Quanto à capacidade probatória processual dos documentos eletrônicos no Brasil, se dá primeiramente, de forma genérica, no artigo 332 do Código de Processo Civil, ao estabelecer que “Todos os meios legais, bem como os moralmente legítimos, ainda que não especificados neste Código, são hábeis para provar a verdade dos fatos, em que se funda a ação ou a defesa”.

Mesmo que não abordado de forma expressa na referida norma processual, a sua aceitação tácita se dá ao se levar em conta o contexto da documentação eletrônico na interpretação do artigo, a moralidade, legalidade e legitimidade do meio têm sido albergado cada vez mais pela legislação e costumes mercantis. O dispositivo processual corrobora, ainda, o princípio da livre apreciação de provas pelo Juiz, insculpido no artigo antecedente (131 do CPC), o qual concede ao julgador a apreciação das provas segundo a sua aquilatação, porém, caso esteja devidamente circunscrito às provas produzidas nos autos e a legitimidade destas, aqui mencionadas.

Já o Código Civil de 2002 elenca o documento como um dos meios legítimos de se provar o fato jurídico, consoante estampa o inciso II do artigo 212, ao passo que o artigo 225 do mesmo diploma atribui a capacidade de produção plena probatória às “reproduções fotográficas, cinematográficas, os registros fonográficos e, em geral, quaisquer outras reproduções mecânicas ou eletrônicas de fatos ou de coisas”.

Assim, se a marchar tecnológica se dá a passos largos, interferindo profundamente nas relações cotidianas (inclusive as negociais), cabe à ciência jurídica buscar meios de adequação de suas normas, sob pena de não alcançar a regulação de todas as inteirações sociais.

Ainda na esteira da necessária normatização das práticas virtuais, foi publicada em abril de 2014 o chamado Marco Civil da Internet, que tramitou durante mais de dois anos na câmara dos deputados. Corporificada pela Lei n 12.965/14. A norma visa garantir direitos basilares no acesso à internet, como a neutralidade de rede, trazendo dispositivos sobre a guarda de informações, responsabilização pelos conteúdos, dentre outros.

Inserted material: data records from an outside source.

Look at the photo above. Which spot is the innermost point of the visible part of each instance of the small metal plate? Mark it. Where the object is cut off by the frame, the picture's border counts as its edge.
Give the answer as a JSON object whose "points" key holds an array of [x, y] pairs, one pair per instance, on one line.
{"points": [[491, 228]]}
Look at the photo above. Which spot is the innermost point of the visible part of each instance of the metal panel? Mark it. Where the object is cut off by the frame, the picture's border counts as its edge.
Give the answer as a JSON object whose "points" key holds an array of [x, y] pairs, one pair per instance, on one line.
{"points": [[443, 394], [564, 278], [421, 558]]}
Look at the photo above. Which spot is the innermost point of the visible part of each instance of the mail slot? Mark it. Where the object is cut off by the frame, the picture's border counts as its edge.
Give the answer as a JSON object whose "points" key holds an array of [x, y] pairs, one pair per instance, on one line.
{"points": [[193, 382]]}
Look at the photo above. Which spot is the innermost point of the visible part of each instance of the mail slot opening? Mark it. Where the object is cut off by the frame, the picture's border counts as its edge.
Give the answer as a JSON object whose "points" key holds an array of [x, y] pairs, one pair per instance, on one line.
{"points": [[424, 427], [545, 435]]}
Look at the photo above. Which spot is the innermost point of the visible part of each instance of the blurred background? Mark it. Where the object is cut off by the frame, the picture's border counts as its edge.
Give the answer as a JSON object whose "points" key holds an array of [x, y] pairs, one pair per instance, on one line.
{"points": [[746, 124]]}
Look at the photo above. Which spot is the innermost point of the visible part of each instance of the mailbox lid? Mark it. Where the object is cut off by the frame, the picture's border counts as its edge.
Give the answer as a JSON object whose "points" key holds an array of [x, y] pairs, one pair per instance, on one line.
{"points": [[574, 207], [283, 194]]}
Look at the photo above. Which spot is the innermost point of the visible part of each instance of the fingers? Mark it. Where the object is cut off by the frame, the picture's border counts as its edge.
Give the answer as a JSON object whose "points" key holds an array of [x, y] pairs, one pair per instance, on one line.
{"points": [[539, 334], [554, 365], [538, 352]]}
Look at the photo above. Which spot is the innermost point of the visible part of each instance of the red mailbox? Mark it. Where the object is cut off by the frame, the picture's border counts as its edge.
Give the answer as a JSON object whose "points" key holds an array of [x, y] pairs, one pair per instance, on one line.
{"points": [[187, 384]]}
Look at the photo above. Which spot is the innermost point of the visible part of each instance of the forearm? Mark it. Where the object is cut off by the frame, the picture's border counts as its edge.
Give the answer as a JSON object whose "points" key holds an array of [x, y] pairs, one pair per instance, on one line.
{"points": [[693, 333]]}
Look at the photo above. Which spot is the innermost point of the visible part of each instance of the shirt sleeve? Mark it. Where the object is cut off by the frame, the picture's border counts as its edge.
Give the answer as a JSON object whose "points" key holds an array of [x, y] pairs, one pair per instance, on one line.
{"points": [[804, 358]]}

Ao regular oficialmente o uso da internet, o chamado Marco Civil, via reflexa, aporta mais subsídios legislativos para que a práticas das transações virtuais adquiram contornos jurídicos mais precisos, eis que considerável parte das negociações acontece, em algum momento do “modus operandi”, no ambiente da internet.

Mais especificamente, no que toca aos negócios virtuais, pode-se mencionar o artigo 3, VIII e o artigo 4 da lei, que assim dispõem:

Art. 3oA disciplina do uso da internet no Brasil tem os seguintes princípios:

[…]

VIII – liberdade dos modelos de negócios promovidos na internet, desde que não conflitem com os demais princípios estabelecidos nesta Lei.

Art. 4oA disciplina do uso da internet no Brasil tem por objetivo a promoção:

[…]

IV – da adesão a padrões tecnológicos abertos que permitam a comunicação, a acessibilidade e a interoperabilidade entre aplicações e bases de dados.

Quanto à capacidade processual provas advindas do meio virtual, importa para o presente livro norma insculpida no artigo 22, abaixo transcrita:

Art. 22.A parte interessada poderá, com o propósito de formar conjunto probatório em processo judicial cível ou penal, em caráter incidental ou autônomo, requerer ao juiz que ordene ao responsável pela guarda o fornecimento de registros de conexão ou de registros de acesso a aplicações de internet.

Entende-se que, embora as mudanças advindas do avanço tecnológico se deem em um compasso de maior velocidade, o direito possui instrumentos para a normatização necessária, embora talvez o tempo demandado seja maior do que a necessidade de regulação.

No campo do direito empresarial, que, tem como modo elaborativo o acompanhamento das práticas comerciais consuetudinárias, o caminho da equiparação entre tecnologias e normas não é inviável.